There is, however, another important distinction to be made. If you were to imagine a pure liberalism, in which individuals were entirely autonomous and unimpeded, a centralised state would have little role. Therefore, the more radical liberals, of both right and left, who want to achieve a pure liberalism straight away, will be “small state” or “no state” liberals.
So the political spectrum goes like this. On the right you have those wanting regulation by the market and on the left those wanting more deliberate regulation by the state or local community. In the middle you have those accepting a larger role for the state and on either radical end you have those opposing a large role for the state.
So, on the far left you have anarchists (left-libertarians), then on the centre-left you have social democrats (left-liberals), then on the centre-right you have mainstream right-liberals like the American Republicans or Australian Liberals and on the far-right you have Ayn Rand type right-libertarians.
Notice that the opposite ends of the spectrum have something in common in virtue of their radicalism, namely a libertarian opposition to a central state.

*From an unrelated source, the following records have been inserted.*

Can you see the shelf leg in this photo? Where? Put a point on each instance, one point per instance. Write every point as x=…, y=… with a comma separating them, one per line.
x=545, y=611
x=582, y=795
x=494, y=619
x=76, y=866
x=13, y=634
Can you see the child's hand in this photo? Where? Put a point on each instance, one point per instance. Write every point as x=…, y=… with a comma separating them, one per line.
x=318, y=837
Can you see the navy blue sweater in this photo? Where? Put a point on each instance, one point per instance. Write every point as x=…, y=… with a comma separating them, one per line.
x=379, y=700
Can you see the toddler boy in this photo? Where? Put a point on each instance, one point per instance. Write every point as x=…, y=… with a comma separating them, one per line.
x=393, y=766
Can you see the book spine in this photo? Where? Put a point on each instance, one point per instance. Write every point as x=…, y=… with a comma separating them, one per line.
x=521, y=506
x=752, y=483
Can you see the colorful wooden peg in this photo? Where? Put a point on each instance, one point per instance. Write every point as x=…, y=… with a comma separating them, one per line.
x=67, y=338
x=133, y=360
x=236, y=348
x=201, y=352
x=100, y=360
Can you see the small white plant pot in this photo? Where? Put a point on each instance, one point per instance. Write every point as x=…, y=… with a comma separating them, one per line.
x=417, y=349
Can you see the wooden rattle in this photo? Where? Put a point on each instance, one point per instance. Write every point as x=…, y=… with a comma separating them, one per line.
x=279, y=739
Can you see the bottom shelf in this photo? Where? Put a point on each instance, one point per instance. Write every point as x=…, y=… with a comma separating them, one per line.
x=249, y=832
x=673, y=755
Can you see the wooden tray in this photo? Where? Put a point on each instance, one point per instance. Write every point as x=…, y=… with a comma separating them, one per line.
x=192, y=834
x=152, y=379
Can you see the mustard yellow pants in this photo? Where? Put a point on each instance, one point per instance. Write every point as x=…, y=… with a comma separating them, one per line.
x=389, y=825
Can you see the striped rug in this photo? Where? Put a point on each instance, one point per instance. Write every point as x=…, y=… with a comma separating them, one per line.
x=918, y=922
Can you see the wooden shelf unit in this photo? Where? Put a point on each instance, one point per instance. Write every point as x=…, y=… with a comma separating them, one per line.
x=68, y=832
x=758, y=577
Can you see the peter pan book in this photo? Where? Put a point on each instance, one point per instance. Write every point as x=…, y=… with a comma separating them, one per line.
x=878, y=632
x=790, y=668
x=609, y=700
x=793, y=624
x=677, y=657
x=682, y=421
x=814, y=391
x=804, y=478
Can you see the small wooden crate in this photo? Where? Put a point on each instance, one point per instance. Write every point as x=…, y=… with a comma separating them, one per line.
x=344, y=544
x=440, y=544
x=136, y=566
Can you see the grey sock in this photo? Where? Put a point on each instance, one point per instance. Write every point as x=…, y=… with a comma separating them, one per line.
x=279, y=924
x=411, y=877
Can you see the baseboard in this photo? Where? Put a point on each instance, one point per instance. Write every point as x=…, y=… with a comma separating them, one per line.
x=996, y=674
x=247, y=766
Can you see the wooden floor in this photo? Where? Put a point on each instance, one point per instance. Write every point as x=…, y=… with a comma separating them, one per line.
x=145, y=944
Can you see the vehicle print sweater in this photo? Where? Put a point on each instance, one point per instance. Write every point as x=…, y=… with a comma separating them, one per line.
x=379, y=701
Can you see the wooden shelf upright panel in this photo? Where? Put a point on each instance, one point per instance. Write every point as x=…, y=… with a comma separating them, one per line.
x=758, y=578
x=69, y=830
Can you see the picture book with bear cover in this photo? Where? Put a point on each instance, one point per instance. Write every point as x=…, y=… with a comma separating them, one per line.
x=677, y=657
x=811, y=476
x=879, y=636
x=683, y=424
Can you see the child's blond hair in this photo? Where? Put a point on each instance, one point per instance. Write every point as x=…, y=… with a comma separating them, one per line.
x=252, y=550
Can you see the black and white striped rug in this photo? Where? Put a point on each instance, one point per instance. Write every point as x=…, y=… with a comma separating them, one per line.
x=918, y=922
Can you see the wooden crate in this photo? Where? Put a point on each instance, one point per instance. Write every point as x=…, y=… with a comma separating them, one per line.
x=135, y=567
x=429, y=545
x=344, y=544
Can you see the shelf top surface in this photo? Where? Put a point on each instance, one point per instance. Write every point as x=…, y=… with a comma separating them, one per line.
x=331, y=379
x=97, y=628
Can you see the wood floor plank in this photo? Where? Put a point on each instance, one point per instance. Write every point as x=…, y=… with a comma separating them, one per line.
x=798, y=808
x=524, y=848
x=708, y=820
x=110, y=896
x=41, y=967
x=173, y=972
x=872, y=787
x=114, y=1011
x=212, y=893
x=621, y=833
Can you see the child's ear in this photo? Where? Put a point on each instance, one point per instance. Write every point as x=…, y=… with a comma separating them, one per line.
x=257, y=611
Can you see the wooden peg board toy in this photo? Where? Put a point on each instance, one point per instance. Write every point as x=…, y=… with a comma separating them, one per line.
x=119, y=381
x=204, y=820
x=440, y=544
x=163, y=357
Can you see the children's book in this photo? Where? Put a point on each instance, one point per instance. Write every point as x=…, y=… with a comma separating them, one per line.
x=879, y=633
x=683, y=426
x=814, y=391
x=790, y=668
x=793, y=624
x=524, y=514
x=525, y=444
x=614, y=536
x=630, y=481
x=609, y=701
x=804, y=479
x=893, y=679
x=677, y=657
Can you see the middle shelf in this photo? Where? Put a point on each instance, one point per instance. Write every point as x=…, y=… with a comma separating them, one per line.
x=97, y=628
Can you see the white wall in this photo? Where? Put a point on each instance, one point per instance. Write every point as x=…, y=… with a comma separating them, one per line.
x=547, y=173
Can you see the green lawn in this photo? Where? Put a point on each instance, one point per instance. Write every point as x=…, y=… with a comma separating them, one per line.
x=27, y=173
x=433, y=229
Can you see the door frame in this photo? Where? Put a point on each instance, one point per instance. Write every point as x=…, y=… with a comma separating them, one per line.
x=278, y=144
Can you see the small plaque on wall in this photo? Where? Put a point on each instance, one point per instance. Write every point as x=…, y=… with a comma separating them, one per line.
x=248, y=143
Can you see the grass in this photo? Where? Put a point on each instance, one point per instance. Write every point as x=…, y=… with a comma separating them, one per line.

All that remains to be explained is where conservatives, communists and fascists fit in to the spectrum. As noted, the terms “left” and “right” refer to a distinction within liberalism. Therefore, conservatism doesn’t fit within this spectrum at all. That’s why conservatives will sometimes find themselves agreeing with left-wing criticisms of an unregulated market, but at other times with right-wing criticisms of an interventionist state.
Marxist communism is an interesting case. I reserve judgement, but I expect it fits on the spectrum as a form of radical leftism. It’s true that Marxists want to establish an authoritarian state (the “dictatorship of the proletariat”) to achieve their aims, so this might seem to go against the idea that the more radical liberals want a small state. However, Marxists believe that the dictatorship of the proletariat will only last for a limited time and will then give way to the end of history in which there will be no state. So ultimately Marxism does seem to fit in well as a form of radical leftism.
I reserve judgement too on the exact place of fascism within the polical spectrum. However, I expect that it doesn’t fit on the spectrum at all, as it’s not a part of the liberal mainstream. Fascists don’t follow the mainstream liberal belief in a society made up of millions of atomised wills, each following its own desires. The triumph of human will, its highest realization, for fascists, seems instead to be the practical assertion of a collective will, itself embodied in the will of the leader.
Perhaps the notion that fascism is “off the spectrum” explains why it seems to incorporate aspects of both left and right wing politics.